目の前の物語

知人の紹介で久しぶりに舞台を観に行かせてもらった。
東京へ出るのは久しぶりで、相変わらずの人の多さに辟易してしまった。
茹だるような暑さの中、ドロドロになりながら会場に着く。こんなこと言ってはなんだが、私の周りにいる人はほとんど今日の舞台になにかしら縁のある方達だったのではないのかと思う。
無関係のおじさんは私だけだったんじゃないか。
まぁアウェーには慣れているので肩身の狭い思いをしながら私は案内していただいた席についた。
少しだけ待って、舞台が始まる。
最初に驚いたのはその声だった。
舞台の下手側(客席から見て右側だっけか)から二人の男女がセリフを言いながら現れるのだが、まぁ声が大きい。
会場は抜群に広い、というわけではなく、演者と客との距離がかなり近い。ライブハウスみたいなのを想像してもらうと分かると思うが、本当に近いのだ。展開によってはほぼ目の前で演じることもある。
私は演劇が好きだし、物語が好きなので、舞台も何度か観させてもらったことがあるのだが、ここまで距離が近いのは初めてだった。
(抜群に声がでかい……)
なんて思ったが、しかし、よくよく考えるとこのくらいの声量がなければもっと大きな舞台に立った時に声が通らないのだろう。それともある程度大きな舞台でやるときはピンマイクみたいなものをつけるのだろうか。
色々考えながら観劇していると、次々と登場人物が現れる。基本は男女二人組で群像劇の構成だった。
演者さんは皆芝居が達者だった。少なくとも私にはそう見えた。まぁこうして舞台に立っている以上、実力があるのは確かなはずだ。
白状すると、もう少し不慣れな感じになるかと思っていたが、決してそんなことはなく(たとえそうだったとしても見せず)これで無料というのは些か奉仕の精神が過ぎるのではとも思った。
話もよくまとまっていて、群像劇だというのに複雑になりすぎず、おもしろかった。
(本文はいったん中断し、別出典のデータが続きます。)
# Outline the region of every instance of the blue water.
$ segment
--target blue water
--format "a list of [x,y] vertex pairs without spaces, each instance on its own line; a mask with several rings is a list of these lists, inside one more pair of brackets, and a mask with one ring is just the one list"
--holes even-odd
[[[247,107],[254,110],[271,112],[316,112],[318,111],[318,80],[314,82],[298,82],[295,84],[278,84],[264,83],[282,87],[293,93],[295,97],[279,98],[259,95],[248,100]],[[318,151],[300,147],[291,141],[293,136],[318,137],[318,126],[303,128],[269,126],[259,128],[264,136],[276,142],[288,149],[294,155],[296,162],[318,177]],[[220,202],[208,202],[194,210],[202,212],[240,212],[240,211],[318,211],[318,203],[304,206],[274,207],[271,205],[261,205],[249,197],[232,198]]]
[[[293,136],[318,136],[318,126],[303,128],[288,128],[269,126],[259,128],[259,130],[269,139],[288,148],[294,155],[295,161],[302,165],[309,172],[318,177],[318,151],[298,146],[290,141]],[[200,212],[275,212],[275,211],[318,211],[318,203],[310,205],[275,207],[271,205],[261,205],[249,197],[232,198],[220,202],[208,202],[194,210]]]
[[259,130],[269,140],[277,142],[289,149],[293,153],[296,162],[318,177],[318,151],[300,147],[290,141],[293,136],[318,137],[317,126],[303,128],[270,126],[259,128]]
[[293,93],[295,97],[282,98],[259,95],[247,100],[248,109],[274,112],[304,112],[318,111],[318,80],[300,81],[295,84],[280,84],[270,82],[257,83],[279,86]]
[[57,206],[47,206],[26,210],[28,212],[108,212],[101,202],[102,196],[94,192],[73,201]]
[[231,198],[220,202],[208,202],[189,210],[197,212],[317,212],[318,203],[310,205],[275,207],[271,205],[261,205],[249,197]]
ほったらかしになってるなーっと思ったところはいくつかあったが、まぁ、そんなに気にしないことにする。
他にも演出として何個か(あっ、ここノイズだな……)と思ったところもあった。些細なことではあったが、最後のアンケートで書いておけばよかった。
それにしても舞台の上をダイナミックに使い、走り回って歩き回ってというのはやはり舞台ならではで面白かったし、視覚的にも派手で楽しかった。これは小説ではあまりできないテクニックだ。
また、演者のセリフ回しというか言葉遣いみたいなものも、「舞台っぽいなー」ってなった。大仰で、くどいときもあって、瑞々しくて、暑苦しい。ハキハキしていて、分かりやすい。
普通の会話を描いていると、どうにも所作がワンパターンになったり、そもそもしぐさなんてなかったりするので、舞台での身振り手振りでワーッと喋るのはいい刺激になった。
久しぶりにいい体験をした気がする。今回みたいに演者と客との距離が近い舞台を他にもいくつか見てみたいなと思えるほどにいい体験でした。

途中でエコノミー症候群になりそうで、腰が痛くて死ぬかと思ったね。